In the course of the band's regrouping, Walker left the band. The Revival was searching for a new bassist. Enter John Cowan.

"Actually, we heard about John from our friend Ken Smith. He told us that he didn't think we'd find anyone who could play the bass or sing better than John Cowan. So we asked John to come down to Barren County and play with us. Basically, just as soon as he tuned his bass, just as soon as he touched the thing, we thought, 'All right! We got this guy.' And sure enough, he did want to join. Crazy enough, we asked him to play the bass before we even heard him sing. So imagine our surprise when he opened his mouth and this beautiful voice came out. We knew we had the right guy finally."

"When John joined, in the first rehearsal, John actually said, 'Do you mind if I sing a song?' I sort of implied, 'Yeah, go ahead, but I'm the lead singer.' And then after he sang one, I said, 'I used to be the lead singer. Now you are.'

That was 1974. Cowan's prowess at singing increased with each new New Grass Revival album — Fly Through the Country, Too Late to Turn Back Now, When the Storm Is Over, Barren County, Commonwealth — Cowan gradually took over most of the vocals. As beautiful, strong and tasteful as Cowan's voice was, it gained definition and power from the blending of his voice with Bush's. Alternating on lead and teaming up on harmonies, the two singers blended to make an unmistakable sound.
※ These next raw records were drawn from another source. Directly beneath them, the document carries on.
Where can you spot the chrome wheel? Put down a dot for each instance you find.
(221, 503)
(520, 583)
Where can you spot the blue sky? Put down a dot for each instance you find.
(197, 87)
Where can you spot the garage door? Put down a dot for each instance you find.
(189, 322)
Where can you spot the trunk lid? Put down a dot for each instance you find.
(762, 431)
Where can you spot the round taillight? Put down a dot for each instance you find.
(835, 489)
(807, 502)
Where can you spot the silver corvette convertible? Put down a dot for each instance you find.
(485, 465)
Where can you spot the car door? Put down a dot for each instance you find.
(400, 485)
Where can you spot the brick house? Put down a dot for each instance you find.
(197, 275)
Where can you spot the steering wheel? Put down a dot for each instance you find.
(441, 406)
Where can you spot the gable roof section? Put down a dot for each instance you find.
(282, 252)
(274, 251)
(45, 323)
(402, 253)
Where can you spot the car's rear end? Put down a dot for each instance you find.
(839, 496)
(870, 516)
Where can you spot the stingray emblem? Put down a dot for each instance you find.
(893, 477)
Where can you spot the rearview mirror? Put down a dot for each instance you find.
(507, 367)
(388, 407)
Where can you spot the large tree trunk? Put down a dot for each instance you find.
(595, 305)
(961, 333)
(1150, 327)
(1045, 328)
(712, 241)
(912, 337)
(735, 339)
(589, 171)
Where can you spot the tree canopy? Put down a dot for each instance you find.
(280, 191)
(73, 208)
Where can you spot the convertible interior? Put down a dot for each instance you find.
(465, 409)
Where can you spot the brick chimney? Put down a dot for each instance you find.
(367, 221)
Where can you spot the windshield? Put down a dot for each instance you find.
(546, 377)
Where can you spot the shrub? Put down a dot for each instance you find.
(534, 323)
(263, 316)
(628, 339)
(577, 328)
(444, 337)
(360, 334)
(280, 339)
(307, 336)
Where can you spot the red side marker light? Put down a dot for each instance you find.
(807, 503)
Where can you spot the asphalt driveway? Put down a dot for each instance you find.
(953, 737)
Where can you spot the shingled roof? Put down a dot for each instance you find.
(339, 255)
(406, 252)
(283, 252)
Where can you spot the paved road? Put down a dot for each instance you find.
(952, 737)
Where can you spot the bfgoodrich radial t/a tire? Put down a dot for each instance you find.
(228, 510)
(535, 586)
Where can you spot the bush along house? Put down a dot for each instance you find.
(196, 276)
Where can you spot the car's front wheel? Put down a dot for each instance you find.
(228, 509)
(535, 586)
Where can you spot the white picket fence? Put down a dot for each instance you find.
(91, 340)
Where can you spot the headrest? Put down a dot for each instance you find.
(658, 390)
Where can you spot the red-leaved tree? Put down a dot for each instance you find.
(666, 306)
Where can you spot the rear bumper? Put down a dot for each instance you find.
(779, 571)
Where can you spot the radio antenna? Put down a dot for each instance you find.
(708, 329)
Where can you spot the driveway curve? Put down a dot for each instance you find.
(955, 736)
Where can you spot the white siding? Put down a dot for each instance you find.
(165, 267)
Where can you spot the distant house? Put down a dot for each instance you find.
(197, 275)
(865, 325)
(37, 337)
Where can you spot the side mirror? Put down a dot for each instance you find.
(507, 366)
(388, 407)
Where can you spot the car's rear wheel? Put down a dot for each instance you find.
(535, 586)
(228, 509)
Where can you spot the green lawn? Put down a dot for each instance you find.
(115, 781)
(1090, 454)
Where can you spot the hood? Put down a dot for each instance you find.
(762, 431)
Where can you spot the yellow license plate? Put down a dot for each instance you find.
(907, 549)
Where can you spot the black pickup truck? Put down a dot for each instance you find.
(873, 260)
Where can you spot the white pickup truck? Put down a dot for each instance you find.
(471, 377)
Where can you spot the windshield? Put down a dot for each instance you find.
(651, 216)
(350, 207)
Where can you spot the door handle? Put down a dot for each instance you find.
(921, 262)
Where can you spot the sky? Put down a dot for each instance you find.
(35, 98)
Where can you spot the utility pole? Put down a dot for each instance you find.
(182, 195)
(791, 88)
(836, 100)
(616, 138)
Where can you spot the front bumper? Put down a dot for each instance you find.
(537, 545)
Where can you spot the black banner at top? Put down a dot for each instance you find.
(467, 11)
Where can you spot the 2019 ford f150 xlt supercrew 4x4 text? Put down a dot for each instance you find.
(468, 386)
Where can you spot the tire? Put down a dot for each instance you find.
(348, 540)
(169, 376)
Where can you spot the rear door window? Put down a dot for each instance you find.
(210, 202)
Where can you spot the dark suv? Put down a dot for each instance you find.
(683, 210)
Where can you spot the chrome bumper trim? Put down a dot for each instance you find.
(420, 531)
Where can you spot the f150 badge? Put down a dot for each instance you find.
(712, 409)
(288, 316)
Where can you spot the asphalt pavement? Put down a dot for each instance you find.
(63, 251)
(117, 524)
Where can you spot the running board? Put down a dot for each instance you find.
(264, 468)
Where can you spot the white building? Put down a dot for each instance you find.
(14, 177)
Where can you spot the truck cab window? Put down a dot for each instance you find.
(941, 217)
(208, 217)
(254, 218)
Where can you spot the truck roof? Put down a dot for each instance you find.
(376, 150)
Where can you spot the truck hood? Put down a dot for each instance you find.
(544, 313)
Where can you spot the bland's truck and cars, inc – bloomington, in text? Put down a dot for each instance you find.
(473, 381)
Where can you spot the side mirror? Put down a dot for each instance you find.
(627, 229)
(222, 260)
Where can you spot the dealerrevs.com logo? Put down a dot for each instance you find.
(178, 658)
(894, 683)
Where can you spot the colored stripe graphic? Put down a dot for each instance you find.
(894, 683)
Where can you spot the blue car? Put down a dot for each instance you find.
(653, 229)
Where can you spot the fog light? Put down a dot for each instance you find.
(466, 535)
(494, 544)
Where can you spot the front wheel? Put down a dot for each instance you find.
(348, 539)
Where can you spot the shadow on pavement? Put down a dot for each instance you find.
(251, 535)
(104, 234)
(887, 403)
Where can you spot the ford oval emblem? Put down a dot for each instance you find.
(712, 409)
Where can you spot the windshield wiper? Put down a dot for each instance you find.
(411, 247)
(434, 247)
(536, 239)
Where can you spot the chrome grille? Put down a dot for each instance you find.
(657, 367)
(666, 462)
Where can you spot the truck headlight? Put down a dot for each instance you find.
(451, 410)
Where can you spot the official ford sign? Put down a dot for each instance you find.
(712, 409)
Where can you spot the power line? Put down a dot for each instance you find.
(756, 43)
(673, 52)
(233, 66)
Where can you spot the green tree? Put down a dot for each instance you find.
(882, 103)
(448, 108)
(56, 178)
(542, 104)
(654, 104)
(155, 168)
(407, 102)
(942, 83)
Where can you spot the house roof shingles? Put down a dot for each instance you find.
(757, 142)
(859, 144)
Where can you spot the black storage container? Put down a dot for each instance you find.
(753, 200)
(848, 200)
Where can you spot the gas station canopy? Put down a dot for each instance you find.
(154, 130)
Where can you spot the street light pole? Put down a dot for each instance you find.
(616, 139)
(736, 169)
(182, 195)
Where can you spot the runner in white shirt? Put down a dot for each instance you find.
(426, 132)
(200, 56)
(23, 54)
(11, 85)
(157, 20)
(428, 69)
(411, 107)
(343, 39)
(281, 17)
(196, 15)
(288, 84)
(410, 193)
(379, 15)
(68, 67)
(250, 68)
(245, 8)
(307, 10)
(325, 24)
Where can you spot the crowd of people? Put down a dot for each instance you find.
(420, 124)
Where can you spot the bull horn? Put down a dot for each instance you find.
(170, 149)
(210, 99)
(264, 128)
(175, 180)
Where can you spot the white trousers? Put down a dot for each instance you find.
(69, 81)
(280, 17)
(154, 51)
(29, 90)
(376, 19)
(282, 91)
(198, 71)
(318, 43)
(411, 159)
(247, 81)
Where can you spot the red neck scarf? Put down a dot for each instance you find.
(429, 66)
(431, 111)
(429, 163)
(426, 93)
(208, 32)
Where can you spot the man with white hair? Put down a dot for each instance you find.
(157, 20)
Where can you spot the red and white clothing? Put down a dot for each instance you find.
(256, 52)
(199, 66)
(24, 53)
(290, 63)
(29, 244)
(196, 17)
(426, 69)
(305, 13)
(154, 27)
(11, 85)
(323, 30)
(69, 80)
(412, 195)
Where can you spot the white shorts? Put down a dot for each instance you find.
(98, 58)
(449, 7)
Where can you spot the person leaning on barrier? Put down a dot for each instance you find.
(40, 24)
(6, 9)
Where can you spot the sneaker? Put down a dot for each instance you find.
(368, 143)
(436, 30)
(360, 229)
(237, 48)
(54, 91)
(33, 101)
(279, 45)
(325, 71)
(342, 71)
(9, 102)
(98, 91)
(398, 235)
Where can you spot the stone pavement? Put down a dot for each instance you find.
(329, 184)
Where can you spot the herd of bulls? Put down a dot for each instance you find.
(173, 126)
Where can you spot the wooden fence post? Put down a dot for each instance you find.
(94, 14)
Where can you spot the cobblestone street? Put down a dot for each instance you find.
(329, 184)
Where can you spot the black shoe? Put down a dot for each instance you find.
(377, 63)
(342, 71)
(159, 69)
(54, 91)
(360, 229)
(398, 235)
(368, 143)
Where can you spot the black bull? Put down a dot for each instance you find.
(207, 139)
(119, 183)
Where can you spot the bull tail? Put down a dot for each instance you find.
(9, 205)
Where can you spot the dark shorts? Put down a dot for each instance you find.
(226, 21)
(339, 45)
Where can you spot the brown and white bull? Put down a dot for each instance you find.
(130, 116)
It is that unique chemistry that makes today's collaboration remain vital, thrilling the crowd at Bomhard and causing more than a couple of Revival fans to pull out the old albums and give them another spin. Commenting on New Grass Revival's catalog, Bush modestly said they "were in time and in tune. That's about all I can ask for." Bush was at a loss for words when asked to describe the appeal of Bush and Cowan's vocal chemistry.

"I wish I knew the answer. It's a joyful thing to sing with John. Our voices are not really that alike. I know that I sing better when I sing with John, and he sings great no matter who he sings with. But it is a great blend and one that we still enjoy getting to do."

Louisville remained a stronghold for the group's popularity, invigorated each year by the band's appearances at the Kentucky Fried Chicken Bluegrass Festival. The annual festival was held on Louisville's Belvedere until 1987, when it mutated into a stylistically sprawling music event before finally dying a couple of years later, abandoned by its corporate sponsor.

"I really miss that festival," Bush said. "Certain festivals I really miss because they don't happen anymore, but that one especially. For me it was especially fun, because my wife Lynn is from Louisville, the Revival used to live in Louisville and we just have so many pals. It's such a nice feeling to play in Louisville and see so many friends. Not to mention, I think they had really worked into a quality festival in the United States. I thought they were doing a really great job at showing off bluegrass music, and it is missed. I think a lot of people still miss that festival in Louisville."